Learning From Small Crypto Liquidity Pool Experiments
My three test liquidity pool positions are doing what I hoped they would do. They are teaching me things. They are not making me much money.
Since learning was the goal, I’m comfortable with that outcome. Other liquidity providers may get very different results. Settings matter. Liquidity pairs matter. Timing matters.
For me, future decisions will be based on my own results. Watching your own crypto behave in real time is the fastest way to learn.
Why Automation Sounds Better Than It Feels
I still like the idea of automated liquidity providing. On paper, automation looks perfect. In reality, my current automation settings are lagging behind my wider liquidity ranges.
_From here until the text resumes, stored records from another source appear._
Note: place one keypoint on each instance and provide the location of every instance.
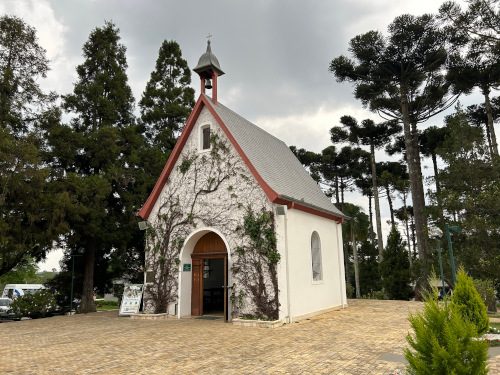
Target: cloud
(51, 32)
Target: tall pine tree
(30, 218)
(168, 98)
(98, 154)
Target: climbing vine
(215, 189)
(200, 175)
(256, 265)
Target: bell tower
(208, 69)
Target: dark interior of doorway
(213, 287)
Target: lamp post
(440, 265)
(437, 234)
(73, 255)
(448, 229)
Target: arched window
(316, 257)
(205, 137)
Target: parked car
(5, 311)
(13, 291)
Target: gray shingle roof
(275, 162)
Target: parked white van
(13, 291)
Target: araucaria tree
(97, 154)
(401, 76)
(375, 136)
(475, 61)
(30, 218)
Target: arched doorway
(209, 277)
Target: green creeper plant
(254, 259)
(467, 302)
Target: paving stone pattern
(365, 338)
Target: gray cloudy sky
(275, 53)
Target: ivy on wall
(255, 266)
(200, 175)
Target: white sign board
(131, 300)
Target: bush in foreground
(37, 305)
(444, 343)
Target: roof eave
(310, 208)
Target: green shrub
(444, 343)
(467, 302)
(395, 268)
(486, 289)
(37, 305)
(103, 303)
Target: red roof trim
(271, 194)
(191, 121)
(162, 180)
(298, 206)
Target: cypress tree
(444, 343)
(30, 219)
(98, 154)
(167, 99)
(467, 301)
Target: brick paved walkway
(366, 338)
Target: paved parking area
(366, 338)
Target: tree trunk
(407, 229)
(341, 194)
(488, 138)
(346, 262)
(370, 212)
(356, 264)
(337, 190)
(389, 200)
(87, 304)
(491, 127)
(417, 190)
(438, 190)
(380, 241)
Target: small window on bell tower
(205, 137)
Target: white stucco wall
(222, 211)
(308, 296)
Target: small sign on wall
(131, 300)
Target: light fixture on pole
(448, 229)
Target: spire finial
(209, 48)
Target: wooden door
(197, 287)
(226, 290)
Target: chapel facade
(238, 228)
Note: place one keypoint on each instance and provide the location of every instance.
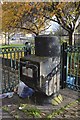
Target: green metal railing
(73, 67)
(10, 66)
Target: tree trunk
(70, 38)
(5, 39)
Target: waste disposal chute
(41, 71)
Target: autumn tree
(66, 15)
(23, 16)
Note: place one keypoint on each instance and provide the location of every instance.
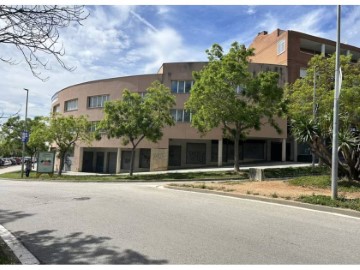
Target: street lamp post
(334, 161)
(314, 112)
(24, 139)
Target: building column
(283, 150)
(268, 150)
(220, 149)
(79, 161)
(323, 49)
(295, 150)
(118, 160)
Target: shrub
(295, 171)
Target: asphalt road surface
(112, 223)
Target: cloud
(145, 22)
(251, 10)
(349, 25)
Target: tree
(134, 118)
(226, 94)
(66, 131)
(34, 31)
(316, 130)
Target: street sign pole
(24, 141)
(335, 157)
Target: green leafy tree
(227, 95)
(134, 118)
(316, 130)
(65, 131)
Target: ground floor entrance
(181, 154)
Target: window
(97, 101)
(181, 115)
(180, 87)
(71, 105)
(93, 126)
(281, 46)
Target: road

On top of that, I’m fairly sure I caused one issue myself. I adjusted a “high-APR” position that didn’t need help. That kind of tinkering usually comes with consequences.
Even so, the automated positions are staying in range. The problem is the fees. They slowly eat into already meager profits.
Fortunately, this lesson is happening on a $10 test position. Paying small tuition beats learning this lesson with real conviction-sized capital.
Wide and Medium Ranges Are Doing Their Job
The wide and medium liquidity ranges are behaving exactly as expected. That part has been encouraging.
The wide range is producing close to a 40% APR. The tighter range is hovering near 70%. These numbers aren’t guaranteed, and they aren’t risk-free.
However, when a range is set correctly, the downside is fairly controlled. Fees continue to generate until WETH moves out of the top of the range. At that point, most of the USDC drains out.
The position stays open and waits. Sometimes price comes back down. Sometimes it doesn’t. Crypto prefers flexibility over certainty.
Expanding Beyond WETH/USDC
Next, I want to expand this experiment beyond WETH/USDC liquidity pools. The goal is to test the same wide, middle, and tight range strategy across additional pairs.
During slower market periods, price movement may be more limited. That can make tighter ranges more effective.
Each tight-range position costs fees to open. If a pair moves less often, those fees may be earned back faster than with wider ranges. In the right conditions, tighter ranges can outperform on efficiency alone.
If that’s going to happen with WETH/USDC, it’s not happening right now.
What Comes Next
Looking ahead, my babysitting responsibilities should lighten up around Christmas. When that happens, I plan to open multiple small liquidity positions across several crypto pairs.
The goal isn’t to chase maximum APR. It’s to gather data, refine settings, and understand how different liquidity pools behave over time.
With small investments, I can experiment freely. I can learn without stress. And I can make better decisions when the positions eventually get larger.
Learning comes first. Profits follow later. Usually.